You will not get the NPE, but it is up to you to test it.

Comment 6 Amit Pande 2022-04-11 18:40:03 UTC

Hello Remy,

Running into the same issue even without using bindOnInit as mentioned in comment #4.

This is the connector configuration in use.

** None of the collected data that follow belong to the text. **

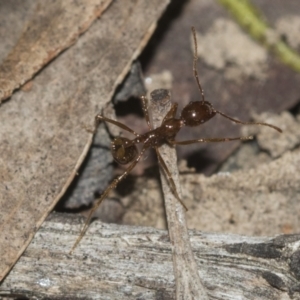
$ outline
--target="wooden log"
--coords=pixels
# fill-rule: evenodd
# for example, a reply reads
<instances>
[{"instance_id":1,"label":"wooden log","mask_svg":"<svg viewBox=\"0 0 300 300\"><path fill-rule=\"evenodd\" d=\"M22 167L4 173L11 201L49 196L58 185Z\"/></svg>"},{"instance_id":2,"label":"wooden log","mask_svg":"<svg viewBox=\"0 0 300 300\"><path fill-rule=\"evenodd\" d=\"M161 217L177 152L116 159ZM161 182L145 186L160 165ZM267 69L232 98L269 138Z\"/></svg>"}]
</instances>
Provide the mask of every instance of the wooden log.
<instances>
[{"instance_id":1,"label":"wooden log","mask_svg":"<svg viewBox=\"0 0 300 300\"><path fill-rule=\"evenodd\" d=\"M79 222L80 221L80 222ZM29 299L174 299L167 231L54 213L0 286ZM190 231L209 299L300 299L300 234L246 237Z\"/></svg>"}]
</instances>

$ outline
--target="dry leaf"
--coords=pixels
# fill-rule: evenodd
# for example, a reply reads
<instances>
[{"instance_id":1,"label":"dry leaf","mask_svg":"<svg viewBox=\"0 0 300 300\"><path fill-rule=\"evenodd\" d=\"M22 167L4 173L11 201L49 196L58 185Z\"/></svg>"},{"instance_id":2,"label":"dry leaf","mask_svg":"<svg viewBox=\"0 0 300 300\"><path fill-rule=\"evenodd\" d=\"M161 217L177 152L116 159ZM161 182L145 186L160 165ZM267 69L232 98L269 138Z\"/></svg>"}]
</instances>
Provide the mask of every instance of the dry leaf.
<instances>
[{"instance_id":1,"label":"dry leaf","mask_svg":"<svg viewBox=\"0 0 300 300\"><path fill-rule=\"evenodd\" d=\"M37 9L14 49L0 66L0 103L73 44L111 0L37 2Z\"/></svg>"},{"instance_id":2,"label":"dry leaf","mask_svg":"<svg viewBox=\"0 0 300 300\"><path fill-rule=\"evenodd\" d=\"M167 4L114 1L34 78L29 92L2 104L0 278L76 175L92 141L86 126L111 99Z\"/></svg>"}]
</instances>

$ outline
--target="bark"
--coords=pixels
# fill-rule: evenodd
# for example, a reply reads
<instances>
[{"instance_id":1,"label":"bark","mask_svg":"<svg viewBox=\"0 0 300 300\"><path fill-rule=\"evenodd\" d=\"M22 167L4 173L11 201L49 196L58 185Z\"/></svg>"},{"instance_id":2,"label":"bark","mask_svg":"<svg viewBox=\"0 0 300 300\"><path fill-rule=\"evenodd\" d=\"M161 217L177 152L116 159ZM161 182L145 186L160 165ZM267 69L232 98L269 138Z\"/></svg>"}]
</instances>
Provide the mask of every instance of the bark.
<instances>
[{"instance_id":1,"label":"bark","mask_svg":"<svg viewBox=\"0 0 300 300\"><path fill-rule=\"evenodd\" d=\"M82 222L52 214L0 286L33 299L174 299L167 231L94 222L73 255ZM209 299L299 299L300 235L245 237L190 231Z\"/></svg>"}]
</instances>

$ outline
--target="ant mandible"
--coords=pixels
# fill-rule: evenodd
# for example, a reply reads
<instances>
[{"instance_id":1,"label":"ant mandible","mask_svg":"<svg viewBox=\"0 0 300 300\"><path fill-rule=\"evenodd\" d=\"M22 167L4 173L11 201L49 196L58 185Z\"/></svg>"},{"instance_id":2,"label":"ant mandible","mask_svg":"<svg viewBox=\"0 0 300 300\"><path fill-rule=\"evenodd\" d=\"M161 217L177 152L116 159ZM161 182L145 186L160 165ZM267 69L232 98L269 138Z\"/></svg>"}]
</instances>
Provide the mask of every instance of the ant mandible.
<instances>
[{"instance_id":1,"label":"ant mandible","mask_svg":"<svg viewBox=\"0 0 300 300\"><path fill-rule=\"evenodd\" d=\"M252 136L246 136L246 137L234 137L234 138L201 138L201 139L193 139L193 140L187 140L187 141L176 141L175 137L179 130L184 127L194 127L199 126L208 120L212 119L216 114L219 114L223 116L226 119L229 119L230 121L237 123L237 124L243 124L243 125L262 125L262 126L268 126L271 127L278 132L282 132L282 130L274 125L267 124L267 123L261 123L261 122L242 122L240 120L234 119L232 117L227 116L226 114L216 110L213 108L212 104L205 100L204 91L202 89L202 86L199 81L198 71L197 71L197 61L198 61L198 55L197 55L197 39L196 39L196 31L195 28L192 27L192 34L193 34L193 40L194 40L194 58L193 58L193 72L194 77L196 79L199 91L201 93L202 100L201 101L193 101L187 104L179 118L176 118L176 112L177 112L177 103L173 103L169 112L164 117L162 124L156 128L153 129L150 124L150 118L148 113L148 100L145 96L141 97L142 100L142 107L145 115L145 119L147 122L147 125L149 127L149 131L144 134L138 134L128 126L126 126L123 123L120 123L118 121L109 119L101 114L97 115L95 118L96 126L100 122L108 122L111 124L114 124L115 126L118 126L119 128L128 131L135 135L135 138L130 140L125 137L116 137L111 143L111 153L115 161L119 164L129 164L128 168L125 170L125 172L115 178L112 183L106 188L106 190L103 192L101 197L96 201L94 204L94 207L92 208L91 212L89 213L89 216L85 222L85 225L77 238L74 246L72 247L70 253L73 252L73 250L76 248L80 240L82 239L84 233L86 232L88 225L91 221L91 218L93 216L93 213L95 210L99 207L101 202L108 196L109 192L114 189L117 184L122 181L129 172L136 166L136 164L140 161L141 157L145 153L145 151L149 148L154 148L158 157L158 162L160 166L163 168L166 177L169 180L170 187L172 189L172 192L174 193L175 197L179 200L179 202L184 206L184 208L187 210L187 207L184 205L182 200L180 199L175 183L173 181L173 178L171 176L170 171L168 170L163 158L161 157L158 147L161 146L164 143L169 144L170 146L175 145L189 145L194 143L207 143L207 142L227 142L227 141L235 141L235 140L251 140L253 139ZM151 94L151 97L153 99L166 99L170 98L170 92L165 89L158 89L154 90ZM138 153L137 144L142 144L142 149L140 153Z\"/></svg>"}]
</instances>

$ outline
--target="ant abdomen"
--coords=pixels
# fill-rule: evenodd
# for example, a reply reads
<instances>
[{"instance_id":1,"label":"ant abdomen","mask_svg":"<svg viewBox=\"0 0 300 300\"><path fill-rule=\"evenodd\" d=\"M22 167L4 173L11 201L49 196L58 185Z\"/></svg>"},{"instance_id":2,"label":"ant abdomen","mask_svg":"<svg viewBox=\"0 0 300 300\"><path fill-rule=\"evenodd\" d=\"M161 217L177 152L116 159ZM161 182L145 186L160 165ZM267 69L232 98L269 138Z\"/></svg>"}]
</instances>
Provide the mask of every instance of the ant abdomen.
<instances>
[{"instance_id":1,"label":"ant abdomen","mask_svg":"<svg viewBox=\"0 0 300 300\"><path fill-rule=\"evenodd\" d=\"M208 101L194 101L183 108L180 119L186 126L193 127L207 122L215 114L216 111Z\"/></svg>"},{"instance_id":2,"label":"ant abdomen","mask_svg":"<svg viewBox=\"0 0 300 300\"><path fill-rule=\"evenodd\" d=\"M135 144L124 137L116 137L111 143L111 152L114 160L122 165L132 162L138 155Z\"/></svg>"}]
</instances>

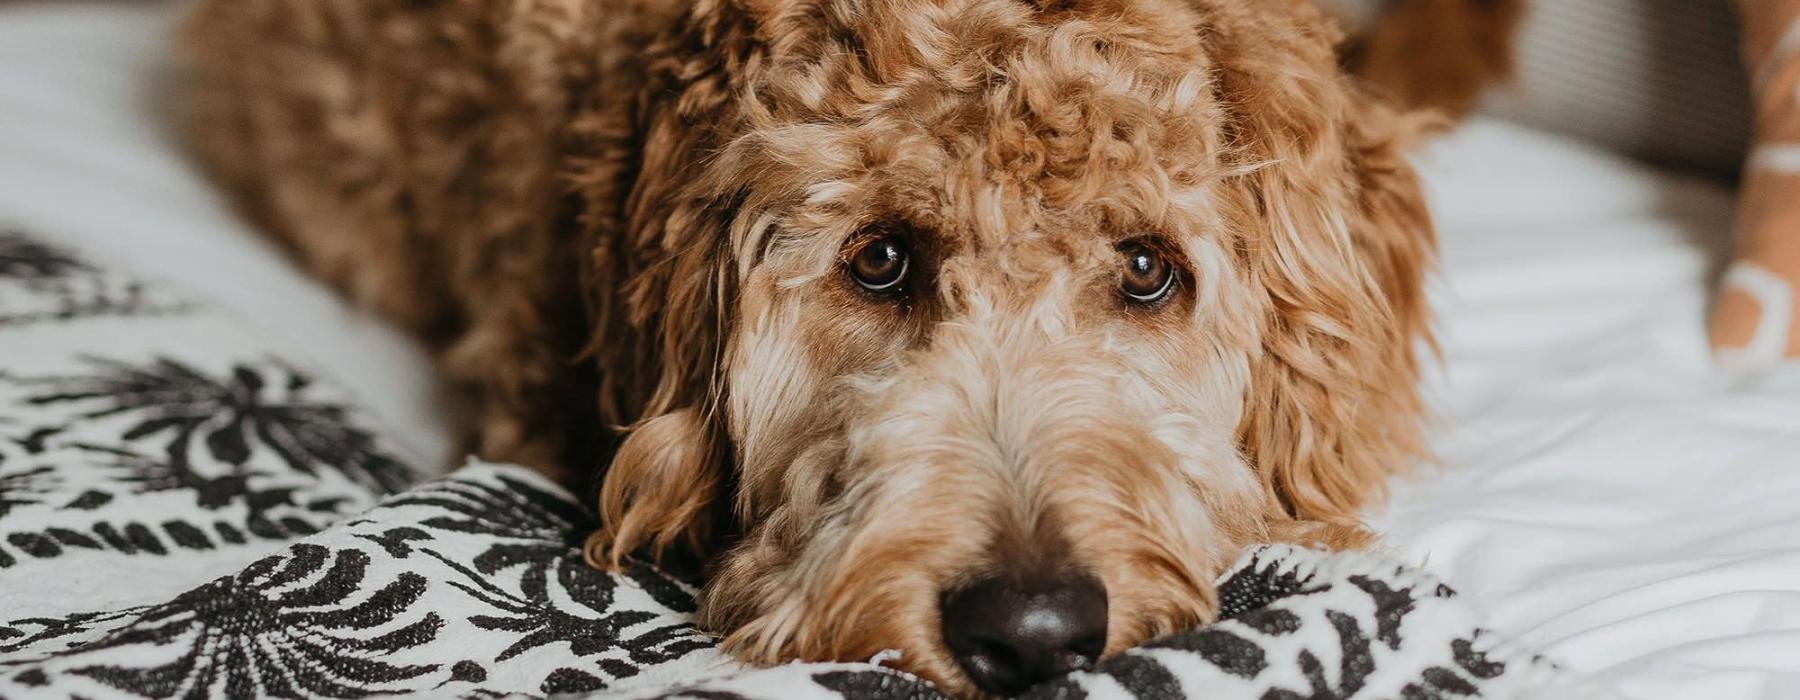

<Connector SSLEnabled="true" URIEncoding="UTF-8" acceptCount="100" allowTrace="false" compressibleMimeType="text/html,text/javascript,text/css" compression="on" compressionMinSize="10" connectionTimeout="20000"  disableUploadTimeout="true" enableLookups="false" maxHttpHeaderSize="8192" noCompressionUserAgents="gozilla, traviata" port="8443" scheme="https" secure="true" useBodyEncodingForURI="true" xpoweredBy="false" protocol="Http11NioProtocol">
                        <SSLHostConfig certificateVerification="none" ciphers="TLS_ECDHE_RSA_WITH_AES_128_GCM_SHA256, TLS_ECDHE_ECDSA_WITH_AES_128_GCM_SHA256, TLS_DHE_DSS_WITH_AES_128_GCM_SHA256, TLS_DHE_RSA_WITH_AES_128_GCM_SHA256, TLS_ECDHE_RSA_WITH_AES_256_GCM_SHA384, TLS_ECDHE_ECDSA_WITH_AES_256_GCM_SHA384, TLS_DHE_DSS_WITH_AES_256_GCM_SHA384, TLS_DHE_RSA_WITH_AES_256_GCM_SHA384" honorCipherOrder="true" truststoreFile="" truststorePassword="XXXX" >
                                <Certificate certificateKeystoreFile="" certificateKeystorePassword="XXXX" />
                        </SSLHostConfig>
</Connector>

---

I see this in logs -

        Caused by: org.apache.catalina.LifecycleException: Failed to start component [SSLAuthenticator[StandardEngine[Catalina].StandardHost[localhost].StandardContext[]]]
                at org.apache.catalina.util.LifecycleBase.handleSubClassException(LifecycleBase.java:440)
                at org.apache.catalina.util.LifecycleBase.start(LifecycleBase.java:198)
                at org.apache.catalina.core.StandardPipeline.startInternal(StandardPipeline.java:176)
                at org.apache.catalina.util.LifecycleBase.start(LifecycleBase.java:183)
                at org.apache.catalina.core.StandardContext.startInternal(StandardContext.java:5147)
                ... 10 more
        Caused by: java.lang.NullPointerException
                at org.apache.catalina.authenticator.SSLAuthenticator.startInternal(SSLAuthenticator.java:201)
                at org.apache.catalina.util.LifecycleBase.start(LifecycleBase.java:183)
                ... 13 more

Also, any inputs on why this is seen only on Linux and not on Windows.